The Ordnance Survey six-inch sheets record the townland feature as "Lisheen", a diminutive of the Irish "lios", meaning a small fort or enclosure, but the name carries a secondary weight in Irish tradition. Lisheen was a term commonly applied to children's burial grounds, known in Irish as "cillíní", the quiet, unconsecrated plots where unbaptised infants were laid to rest outside the bounds of formal churchyards. No grave markers, no earthworks, no surface trace of any kind survives here to confirm what the name implies.

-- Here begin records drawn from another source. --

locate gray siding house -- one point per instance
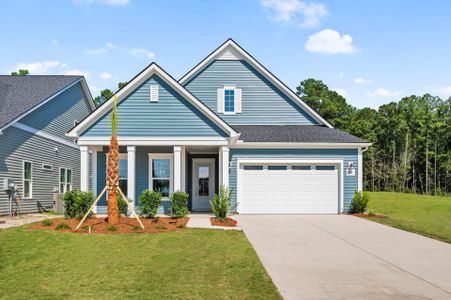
(35, 113)
(230, 122)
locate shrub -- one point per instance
(360, 202)
(150, 201)
(221, 204)
(121, 205)
(179, 204)
(77, 203)
(62, 226)
(111, 228)
(47, 222)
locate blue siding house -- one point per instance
(228, 121)
(35, 154)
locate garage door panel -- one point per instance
(289, 191)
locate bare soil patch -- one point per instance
(229, 222)
(126, 225)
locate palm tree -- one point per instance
(113, 170)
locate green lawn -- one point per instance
(426, 215)
(186, 264)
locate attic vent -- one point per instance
(153, 93)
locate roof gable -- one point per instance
(153, 70)
(20, 95)
(230, 50)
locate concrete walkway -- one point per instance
(24, 219)
(345, 257)
(199, 220)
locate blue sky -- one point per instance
(371, 52)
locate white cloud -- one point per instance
(106, 2)
(87, 74)
(340, 91)
(96, 51)
(329, 41)
(38, 67)
(444, 91)
(105, 75)
(360, 80)
(140, 52)
(382, 92)
(297, 12)
(49, 67)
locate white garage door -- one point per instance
(281, 188)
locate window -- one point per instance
(229, 101)
(325, 168)
(277, 168)
(65, 180)
(47, 167)
(123, 173)
(27, 179)
(153, 93)
(306, 168)
(161, 173)
(253, 167)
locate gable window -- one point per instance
(27, 179)
(229, 101)
(65, 180)
(161, 173)
(153, 93)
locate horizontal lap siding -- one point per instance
(17, 146)
(262, 102)
(350, 183)
(141, 175)
(57, 116)
(172, 115)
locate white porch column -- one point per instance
(94, 174)
(84, 168)
(177, 168)
(183, 171)
(224, 166)
(131, 173)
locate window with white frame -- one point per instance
(27, 179)
(229, 100)
(161, 173)
(65, 180)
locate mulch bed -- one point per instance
(368, 216)
(229, 222)
(126, 225)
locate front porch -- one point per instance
(198, 170)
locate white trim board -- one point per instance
(84, 86)
(45, 135)
(137, 81)
(338, 162)
(239, 53)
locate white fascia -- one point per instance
(123, 93)
(242, 54)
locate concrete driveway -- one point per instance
(345, 257)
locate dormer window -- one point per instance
(229, 100)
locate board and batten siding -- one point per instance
(18, 146)
(262, 102)
(350, 183)
(172, 115)
(58, 115)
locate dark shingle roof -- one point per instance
(18, 94)
(294, 134)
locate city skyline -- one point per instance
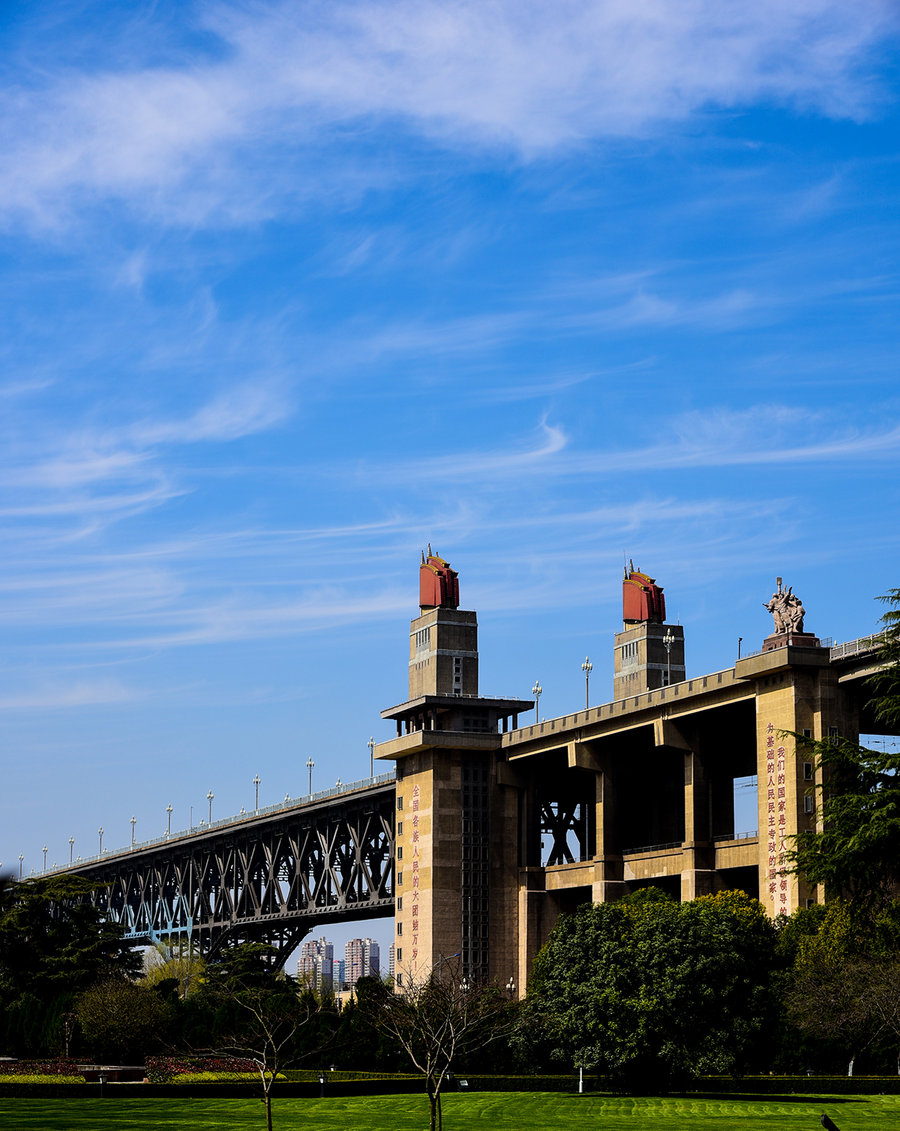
(624, 288)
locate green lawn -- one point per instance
(517, 1111)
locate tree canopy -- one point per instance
(656, 991)
(54, 944)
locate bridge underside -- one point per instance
(270, 879)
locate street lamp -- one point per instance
(537, 691)
(668, 640)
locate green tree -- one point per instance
(885, 682)
(841, 990)
(656, 992)
(121, 1020)
(54, 943)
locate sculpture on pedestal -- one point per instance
(786, 609)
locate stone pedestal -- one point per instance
(795, 639)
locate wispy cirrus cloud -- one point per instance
(65, 696)
(235, 134)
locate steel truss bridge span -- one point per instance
(269, 878)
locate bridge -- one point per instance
(270, 875)
(494, 823)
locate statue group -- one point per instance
(786, 609)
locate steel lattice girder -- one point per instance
(269, 878)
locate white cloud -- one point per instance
(234, 136)
(66, 696)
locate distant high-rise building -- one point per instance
(317, 964)
(362, 959)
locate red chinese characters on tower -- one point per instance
(776, 844)
(416, 801)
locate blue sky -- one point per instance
(291, 290)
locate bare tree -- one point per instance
(269, 1009)
(436, 1018)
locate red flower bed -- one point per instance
(39, 1068)
(163, 1069)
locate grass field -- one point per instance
(517, 1111)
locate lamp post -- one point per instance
(668, 640)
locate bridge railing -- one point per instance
(205, 827)
(858, 646)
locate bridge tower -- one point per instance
(649, 654)
(456, 862)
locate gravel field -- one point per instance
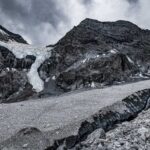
(55, 112)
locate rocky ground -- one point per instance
(93, 55)
(24, 124)
(129, 135)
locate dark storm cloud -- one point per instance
(45, 21)
(33, 11)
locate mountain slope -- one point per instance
(97, 53)
(93, 54)
(7, 36)
(62, 117)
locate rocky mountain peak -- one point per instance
(6, 36)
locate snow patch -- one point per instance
(83, 61)
(113, 51)
(41, 54)
(92, 85)
(53, 77)
(3, 32)
(130, 60)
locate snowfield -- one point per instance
(41, 54)
(56, 112)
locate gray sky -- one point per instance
(46, 21)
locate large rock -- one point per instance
(98, 53)
(27, 138)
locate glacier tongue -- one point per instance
(41, 54)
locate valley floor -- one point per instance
(56, 112)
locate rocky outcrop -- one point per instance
(81, 135)
(14, 86)
(9, 60)
(98, 53)
(29, 138)
(7, 36)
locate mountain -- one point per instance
(88, 63)
(95, 54)
(92, 55)
(6, 36)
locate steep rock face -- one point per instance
(14, 86)
(8, 59)
(96, 53)
(7, 36)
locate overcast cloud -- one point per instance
(46, 21)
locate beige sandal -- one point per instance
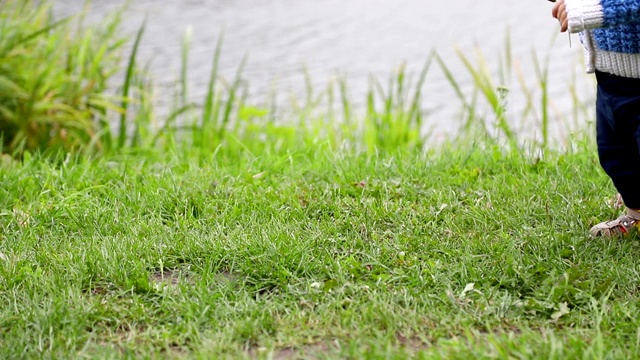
(620, 226)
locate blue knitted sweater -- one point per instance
(610, 32)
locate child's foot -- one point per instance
(620, 226)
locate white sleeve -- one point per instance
(584, 14)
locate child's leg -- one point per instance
(618, 134)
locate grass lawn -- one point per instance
(464, 253)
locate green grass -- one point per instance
(466, 253)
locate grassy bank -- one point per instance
(223, 231)
(464, 254)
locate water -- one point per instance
(354, 38)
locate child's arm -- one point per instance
(582, 15)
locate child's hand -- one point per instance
(560, 12)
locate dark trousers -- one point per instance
(618, 133)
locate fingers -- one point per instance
(559, 12)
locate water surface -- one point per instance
(354, 38)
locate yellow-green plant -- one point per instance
(53, 78)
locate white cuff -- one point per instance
(584, 14)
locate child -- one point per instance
(610, 33)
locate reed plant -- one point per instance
(54, 76)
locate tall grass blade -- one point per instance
(127, 85)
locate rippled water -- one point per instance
(356, 38)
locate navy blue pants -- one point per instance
(618, 133)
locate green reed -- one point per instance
(53, 78)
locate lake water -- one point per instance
(354, 38)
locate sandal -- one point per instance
(620, 226)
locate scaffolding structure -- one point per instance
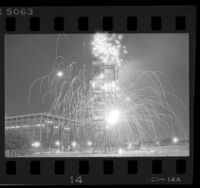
(103, 89)
(41, 127)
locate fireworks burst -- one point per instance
(137, 111)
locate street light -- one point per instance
(89, 143)
(57, 143)
(175, 140)
(74, 144)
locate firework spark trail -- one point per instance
(146, 116)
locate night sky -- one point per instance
(30, 56)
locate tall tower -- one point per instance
(104, 84)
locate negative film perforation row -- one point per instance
(83, 22)
(84, 167)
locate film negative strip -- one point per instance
(97, 95)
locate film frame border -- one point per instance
(119, 164)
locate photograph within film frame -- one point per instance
(93, 95)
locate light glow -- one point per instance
(59, 74)
(175, 140)
(113, 117)
(57, 143)
(74, 144)
(36, 144)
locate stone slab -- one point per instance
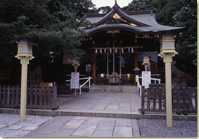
(79, 118)
(98, 133)
(108, 127)
(85, 130)
(30, 128)
(15, 127)
(73, 124)
(62, 132)
(92, 121)
(106, 121)
(123, 122)
(122, 132)
(3, 125)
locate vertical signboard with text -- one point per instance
(74, 83)
(146, 78)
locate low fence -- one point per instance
(41, 98)
(184, 100)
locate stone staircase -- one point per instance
(114, 89)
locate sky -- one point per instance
(121, 3)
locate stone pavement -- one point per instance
(104, 102)
(77, 126)
(10, 126)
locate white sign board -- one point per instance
(74, 82)
(146, 78)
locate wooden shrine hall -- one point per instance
(117, 43)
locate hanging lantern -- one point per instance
(132, 50)
(122, 51)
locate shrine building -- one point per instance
(118, 41)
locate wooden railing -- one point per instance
(42, 98)
(184, 100)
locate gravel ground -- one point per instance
(157, 128)
(8, 121)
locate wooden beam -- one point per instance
(124, 47)
(94, 67)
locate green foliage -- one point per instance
(104, 9)
(52, 24)
(175, 13)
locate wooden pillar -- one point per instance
(156, 67)
(94, 67)
(136, 57)
(107, 63)
(120, 64)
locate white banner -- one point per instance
(74, 83)
(146, 78)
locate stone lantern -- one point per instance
(75, 64)
(167, 51)
(145, 61)
(24, 54)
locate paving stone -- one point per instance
(122, 132)
(107, 121)
(85, 130)
(124, 108)
(98, 133)
(79, 118)
(136, 131)
(3, 125)
(15, 127)
(92, 120)
(108, 127)
(55, 124)
(123, 122)
(73, 124)
(30, 128)
(62, 132)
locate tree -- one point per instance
(104, 9)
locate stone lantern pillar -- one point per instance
(167, 51)
(24, 54)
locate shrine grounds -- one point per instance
(96, 115)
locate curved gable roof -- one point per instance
(117, 9)
(144, 22)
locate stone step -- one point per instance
(123, 89)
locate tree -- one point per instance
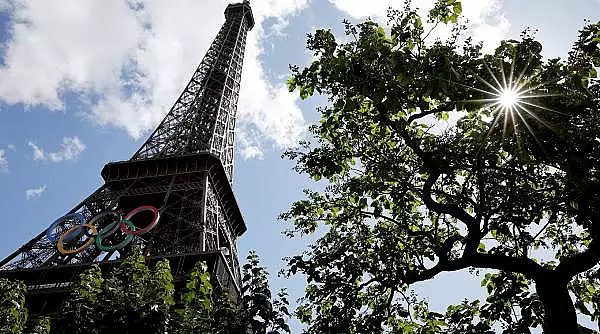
(132, 299)
(135, 299)
(13, 313)
(262, 312)
(438, 158)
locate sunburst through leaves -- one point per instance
(514, 100)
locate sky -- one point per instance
(83, 82)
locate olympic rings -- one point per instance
(77, 220)
(111, 227)
(89, 241)
(126, 230)
(54, 238)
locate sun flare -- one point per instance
(509, 98)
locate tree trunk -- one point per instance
(559, 312)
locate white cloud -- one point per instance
(70, 150)
(486, 21)
(38, 152)
(3, 161)
(34, 192)
(129, 60)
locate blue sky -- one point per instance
(82, 83)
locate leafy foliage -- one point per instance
(426, 175)
(13, 313)
(135, 299)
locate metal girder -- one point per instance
(184, 170)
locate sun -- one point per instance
(509, 98)
(513, 100)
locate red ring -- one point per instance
(125, 229)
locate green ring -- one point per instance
(109, 227)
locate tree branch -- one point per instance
(579, 263)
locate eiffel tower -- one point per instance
(173, 196)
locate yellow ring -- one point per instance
(72, 229)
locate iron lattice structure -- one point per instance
(184, 170)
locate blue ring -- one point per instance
(54, 238)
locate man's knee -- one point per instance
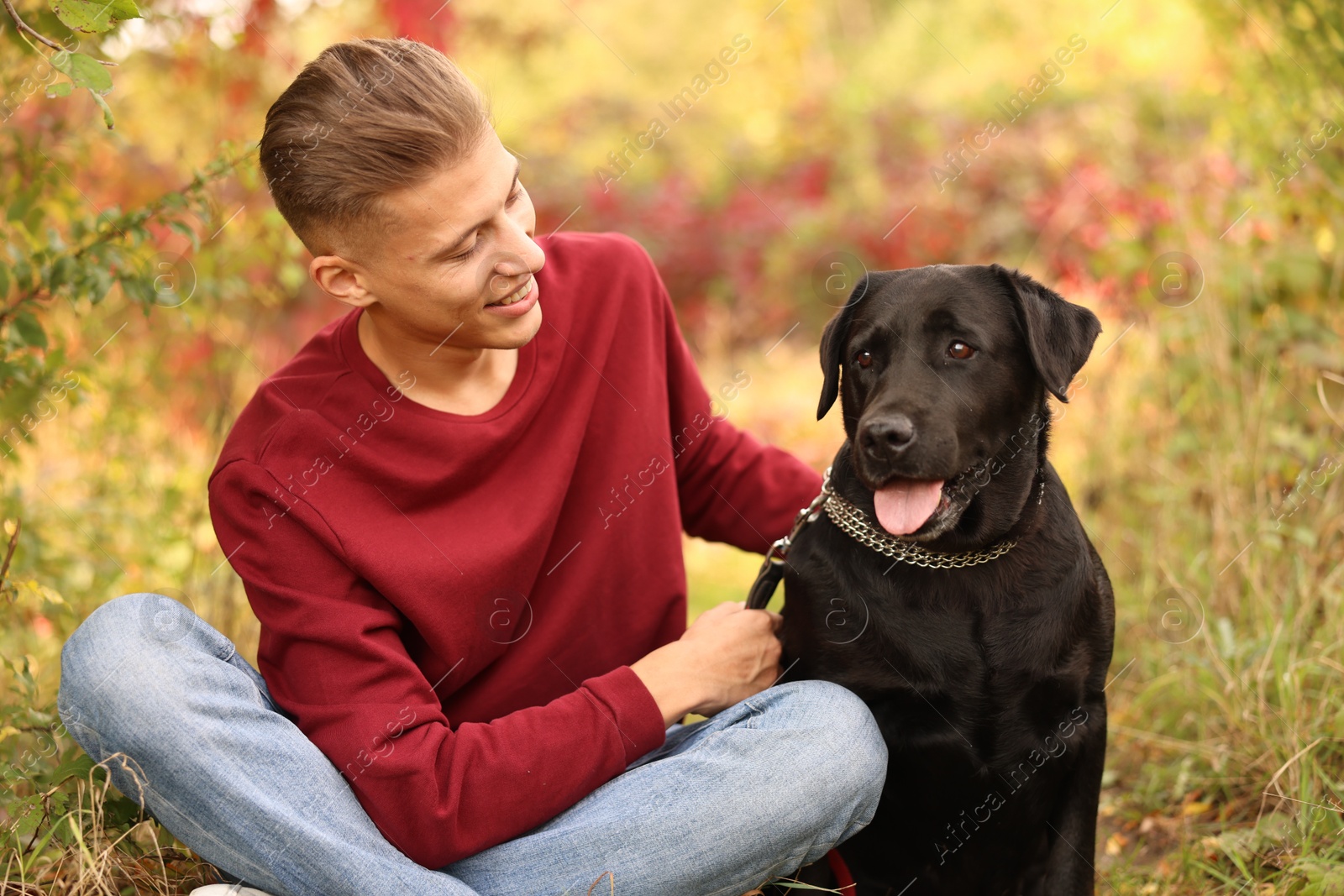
(109, 661)
(846, 741)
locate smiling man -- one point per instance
(457, 513)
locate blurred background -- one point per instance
(1173, 164)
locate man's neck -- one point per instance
(452, 379)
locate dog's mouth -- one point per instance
(924, 508)
(904, 506)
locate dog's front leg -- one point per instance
(1073, 836)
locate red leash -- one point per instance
(844, 880)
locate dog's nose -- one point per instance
(887, 436)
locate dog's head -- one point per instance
(937, 369)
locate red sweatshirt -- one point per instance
(449, 602)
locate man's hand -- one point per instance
(726, 656)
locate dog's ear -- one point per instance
(832, 345)
(1059, 333)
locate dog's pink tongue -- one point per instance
(905, 504)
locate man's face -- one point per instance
(461, 244)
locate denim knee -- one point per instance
(112, 661)
(846, 741)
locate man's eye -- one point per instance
(467, 254)
(960, 351)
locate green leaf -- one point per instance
(77, 768)
(26, 815)
(93, 16)
(107, 109)
(84, 70)
(181, 228)
(30, 331)
(62, 273)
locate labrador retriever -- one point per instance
(949, 584)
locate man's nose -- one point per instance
(887, 436)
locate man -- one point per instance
(457, 515)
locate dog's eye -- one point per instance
(960, 351)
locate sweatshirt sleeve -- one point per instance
(333, 660)
(732, 488)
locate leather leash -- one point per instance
(772, 571)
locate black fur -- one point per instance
(987, 680)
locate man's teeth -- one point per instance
(519, 296)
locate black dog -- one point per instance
(951, 584)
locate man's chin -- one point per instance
(517, 332)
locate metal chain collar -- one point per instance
(855, 523)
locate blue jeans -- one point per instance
(188, 730)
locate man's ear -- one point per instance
(832, 345)
(340, 280)
(1059, 333)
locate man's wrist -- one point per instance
(664, 672)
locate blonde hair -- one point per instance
(365, 118)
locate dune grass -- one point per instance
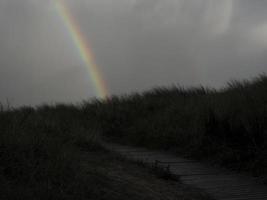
(42, 148)
(55, 152)
(226, 126)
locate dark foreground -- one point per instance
(45, 161)
(41, 147)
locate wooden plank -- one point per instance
(220, 183)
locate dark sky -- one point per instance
(138, 44)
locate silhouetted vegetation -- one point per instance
(43, 149)
(226, 126)
(54, 152)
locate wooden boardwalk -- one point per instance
(219, 183)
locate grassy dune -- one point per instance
(226, 126)
(54, 152)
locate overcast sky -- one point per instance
(138, 44)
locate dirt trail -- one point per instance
(220, 183)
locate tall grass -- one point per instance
(228, 126)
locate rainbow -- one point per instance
(83, 46)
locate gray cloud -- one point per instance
(138, 44)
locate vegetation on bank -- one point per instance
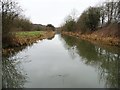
(27, 38)
(17, 30)
(99, 23)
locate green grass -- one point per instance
(29, 33)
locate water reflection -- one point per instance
(57, 63)
(105, 60)
(13, 75)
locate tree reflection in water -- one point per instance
(13, 74)
(105, 60)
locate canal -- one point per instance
(62, 62)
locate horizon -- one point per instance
(54, 11)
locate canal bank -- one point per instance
(22, 39)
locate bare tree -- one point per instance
(10, 10)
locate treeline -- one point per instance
(94, 18)
(13, 20)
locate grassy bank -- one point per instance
(22, 39)
(27, 37)
(96, 38)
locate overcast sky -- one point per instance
(53, 11)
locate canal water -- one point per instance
(62, 62)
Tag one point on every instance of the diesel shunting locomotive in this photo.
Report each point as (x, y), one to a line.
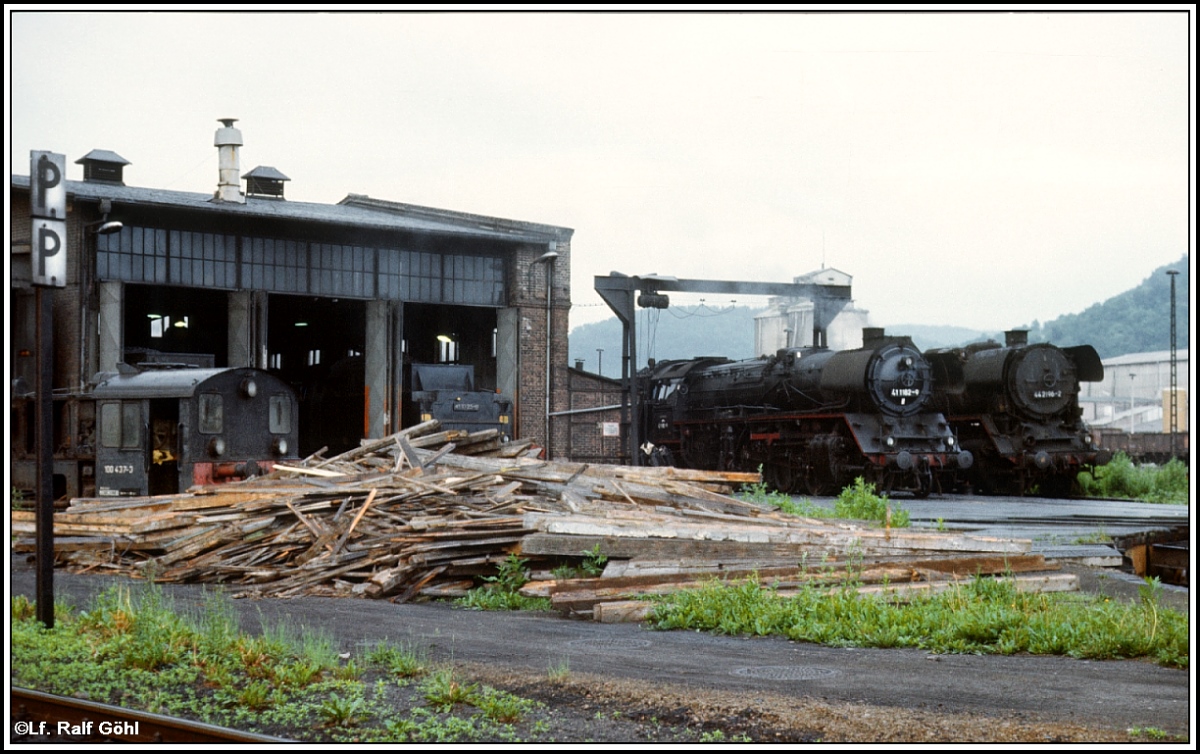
(161, 429)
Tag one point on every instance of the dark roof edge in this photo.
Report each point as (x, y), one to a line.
(364, 211)
(449, 215)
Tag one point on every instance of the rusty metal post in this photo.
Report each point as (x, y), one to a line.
(43, 548)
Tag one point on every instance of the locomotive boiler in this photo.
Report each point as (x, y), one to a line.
(811, 418)
(1015, 407)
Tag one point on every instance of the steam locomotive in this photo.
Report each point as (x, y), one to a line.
(161, 429)
(1015, 407)
(811, 418)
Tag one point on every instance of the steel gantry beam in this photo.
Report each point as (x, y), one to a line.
(618, 291)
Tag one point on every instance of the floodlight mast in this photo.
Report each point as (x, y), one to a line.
(618, 289)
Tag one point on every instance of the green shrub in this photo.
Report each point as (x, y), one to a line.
(859, 501)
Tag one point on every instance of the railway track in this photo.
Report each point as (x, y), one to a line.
(37, 717)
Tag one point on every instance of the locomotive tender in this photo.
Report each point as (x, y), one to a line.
(1015, 407)
(811, 418)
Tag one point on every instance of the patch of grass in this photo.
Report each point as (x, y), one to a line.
(559, 670)
(205, 669)
(984, 616)
(403, 662)
(859, 501)
(343, 712)
(443, 689)
(1123, 478)
(502, 591)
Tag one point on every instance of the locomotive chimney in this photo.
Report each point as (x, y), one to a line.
(227, 141)
(1014, 339)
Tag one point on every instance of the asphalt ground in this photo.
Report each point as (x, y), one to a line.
(1125, 694)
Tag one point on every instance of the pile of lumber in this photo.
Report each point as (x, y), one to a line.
(427, 513)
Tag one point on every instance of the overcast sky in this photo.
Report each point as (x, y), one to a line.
(981, 169)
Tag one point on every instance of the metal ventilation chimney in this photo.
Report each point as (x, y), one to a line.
(227, 142)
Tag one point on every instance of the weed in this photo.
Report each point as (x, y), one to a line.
(1122, 478)
(256, 695)
(502, 591)
(859, 501)
(22, 608)
(1096, 538)
(502, 706)
(511, 574)
(444, 690)
(1153, 734)
(405, 662)
(983, 616)
(342, 712)
(349, 671)
(559, 670)
(594, 561)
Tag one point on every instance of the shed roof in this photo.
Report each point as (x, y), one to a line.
(354, 210)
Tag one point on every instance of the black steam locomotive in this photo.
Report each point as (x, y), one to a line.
(811, 418)
(159, 430)
(1015, 407)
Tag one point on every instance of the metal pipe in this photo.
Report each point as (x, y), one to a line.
(586, 411)
(550, 313)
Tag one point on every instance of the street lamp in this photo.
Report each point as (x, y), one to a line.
(1174, 401)
(1132, 375)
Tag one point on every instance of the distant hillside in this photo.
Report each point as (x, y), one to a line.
(1131, 322)
(1134, 321)
(676, 333)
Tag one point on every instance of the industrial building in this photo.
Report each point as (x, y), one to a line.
(336, 299)
(792, 322)
(1134, 395)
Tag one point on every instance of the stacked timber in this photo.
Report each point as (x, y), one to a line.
(427, 513)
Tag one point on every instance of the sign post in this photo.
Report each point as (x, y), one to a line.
(48, 211)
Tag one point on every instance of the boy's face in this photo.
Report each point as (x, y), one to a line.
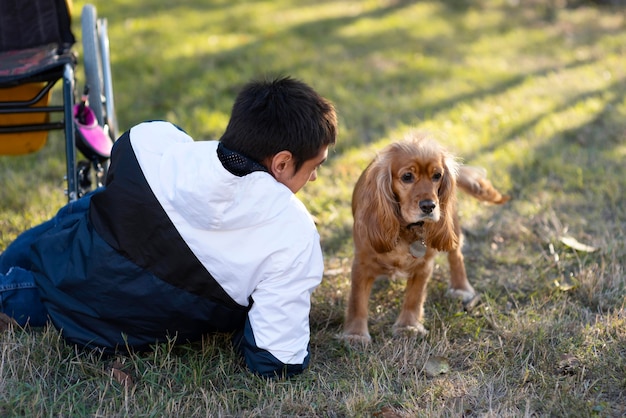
(308, 171)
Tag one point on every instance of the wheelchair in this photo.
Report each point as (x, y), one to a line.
(36, 43)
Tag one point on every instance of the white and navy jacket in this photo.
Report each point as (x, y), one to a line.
(176, 245)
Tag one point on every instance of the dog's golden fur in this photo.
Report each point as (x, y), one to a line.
(404, 208)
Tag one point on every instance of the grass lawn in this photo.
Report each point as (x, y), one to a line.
(534, 91)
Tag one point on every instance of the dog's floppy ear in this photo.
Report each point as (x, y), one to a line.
(442, 235)
(373, 207)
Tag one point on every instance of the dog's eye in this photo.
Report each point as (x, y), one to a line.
(407, 177)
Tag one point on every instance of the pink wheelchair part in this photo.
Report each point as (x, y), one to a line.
(91, 135)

The site is associated with a nearby enclosure, itself a separate archaeological feature, which suggests a longer history of human activity in the immediate area. The pairing is not unusual. Children's burial grounds in Ireland were frequently established in or beside older, pre-Christian earthworks, perhaps because such liminal places, already set apart from everyday use, felt appropriate for those who occupied an ambiguous position in the religious geography of death. The practice of burying unbaptised children in cillíní persisted in parts of Ireland well into the twentieth century, driven by the Catholic theological doctrine that held such infants ineligible for consecrated ground. What the name Lisheen at Mirehill preserves, then, is the memory of that practice, even after the physical evidence has been absorbed back into the landscape.